With comments like that HG you obviously do not know what you are talking about.

RichardW



Joined: 24 Aug 2006
Posts: 8427
Location: Llyn Peninsular North Wales
PostPosted: Fri Jan 30, 15 9:02 am    Post subject: Reply with quote    

OtleyLad wrote:


Ok, so if I was to measure the voltage after a couple of hours with the PV and load switched off would the voltage give me an approximate indication as to its SOC?


Yes, very roughly. So a reading taken say at 5 or 6am would be the best you can get.

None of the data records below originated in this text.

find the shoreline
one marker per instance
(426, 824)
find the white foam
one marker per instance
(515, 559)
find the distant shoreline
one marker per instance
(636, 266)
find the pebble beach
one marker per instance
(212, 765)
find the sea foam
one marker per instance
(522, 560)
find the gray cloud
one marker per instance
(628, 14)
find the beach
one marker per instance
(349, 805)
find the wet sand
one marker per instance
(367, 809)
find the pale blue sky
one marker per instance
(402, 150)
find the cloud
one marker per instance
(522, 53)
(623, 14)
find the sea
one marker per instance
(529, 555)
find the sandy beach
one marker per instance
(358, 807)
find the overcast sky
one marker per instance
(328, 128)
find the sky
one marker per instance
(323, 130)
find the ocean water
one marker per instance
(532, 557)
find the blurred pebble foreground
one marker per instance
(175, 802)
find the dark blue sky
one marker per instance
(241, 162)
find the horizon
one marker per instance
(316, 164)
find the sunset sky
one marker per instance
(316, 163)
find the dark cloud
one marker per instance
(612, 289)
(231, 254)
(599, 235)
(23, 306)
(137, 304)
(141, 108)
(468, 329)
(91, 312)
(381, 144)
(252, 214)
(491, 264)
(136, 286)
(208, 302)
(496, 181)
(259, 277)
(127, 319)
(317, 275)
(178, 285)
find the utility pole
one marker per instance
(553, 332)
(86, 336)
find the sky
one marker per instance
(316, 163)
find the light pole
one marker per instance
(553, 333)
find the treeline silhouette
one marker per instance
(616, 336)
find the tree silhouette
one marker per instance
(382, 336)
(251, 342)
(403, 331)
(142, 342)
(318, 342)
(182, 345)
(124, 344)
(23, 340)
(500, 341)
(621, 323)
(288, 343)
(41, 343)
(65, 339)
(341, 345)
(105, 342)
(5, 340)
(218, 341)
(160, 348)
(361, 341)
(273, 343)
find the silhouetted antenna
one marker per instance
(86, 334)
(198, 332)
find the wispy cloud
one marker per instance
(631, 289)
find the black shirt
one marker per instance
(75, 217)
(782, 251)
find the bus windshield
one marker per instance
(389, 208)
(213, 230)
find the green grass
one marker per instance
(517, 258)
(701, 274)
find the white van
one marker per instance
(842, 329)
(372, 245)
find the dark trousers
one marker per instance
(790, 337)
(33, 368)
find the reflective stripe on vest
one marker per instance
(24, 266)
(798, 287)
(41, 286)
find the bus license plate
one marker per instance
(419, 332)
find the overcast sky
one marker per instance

If you count 12.7 to 12.8v at rest as fully charged then for standard Floaded Lead Acid bats of the deep cycle type (forklifts ect) then 12.2v would be considered 50% SOC.

That is handy as 50% SOC is also considered to be the sweet spot between battery life/charge cycles cost of recharge & cost of batter replacement. Keep higher than 50% & life goes up but so does recharge costs (IE from a genny) go lower than 50% & battery life reduces & replacement costs go up.

I can find you a chart but it will have to be later & I am just off out.

Hairyloon



Joined: 20 Nov 2008
Posts: 15033
Location: Today I are mostly being in Yorkshire.
PostPosted: Fri Jan 30, 15 11:44 am    Post subject: Reply with quote    

RichardW wrote:
Hairyloon wrote:


No it isn't, counting can't do anything.
Relying only on that count may well kill your batteries.
Quote:
It goes out of sync & needs constant re calibration if that is even possible.

Sorry, but what goes out of sync with what?



With comments like that HG you obviously do not know what you are talking about.

That is why I am asking.

RichardW



Joined: 24 Aug 2006
Posts: 8427
Location: Llyn Peninsular North Wales
PostPosted: Fri Jan 30, 15 2:08 pm    Post subject: Reply with quote    

The reading & reality.

Its no good the meter saying you have 50% left when:-

a, its telling you 50% of what the original capacity was (or what you have told it it was), not what is actually still available
b, the 50% wont be right anyway as the Ah counting drifts for the reasons I have already mentioned in previous posts
c, as the reading gets further away from reality it starts to encourage you to over use the bank so killing it quicker

Hairyloon



Joined: 20 Nov 2008
Posts: 15033
Location: Today I are mostly being in Yorkshire.
PostPosted: Sat Jan 31, 15 2:31 pm    Post subject: Reply with quote    

RichardW wrote:
The reading & reality.

Its no good the meter saying you have 50% left when:-

a, its telling you 50% of what the original capacity was (or what you have told it it was), not what is actually still available
b, the 50% wont be right anyway as the Ah counting drifts for the reasons I have already mentioned in previous posts
c, as the reading gets further away from reality it starts to encourage you to over use the bank so killing it quicker

But is it not useful information as long as it is not the only information?
If the meter says you should have 50% and you only actually have 30%, does that not give an indication of how badly your batteries are deteriorating?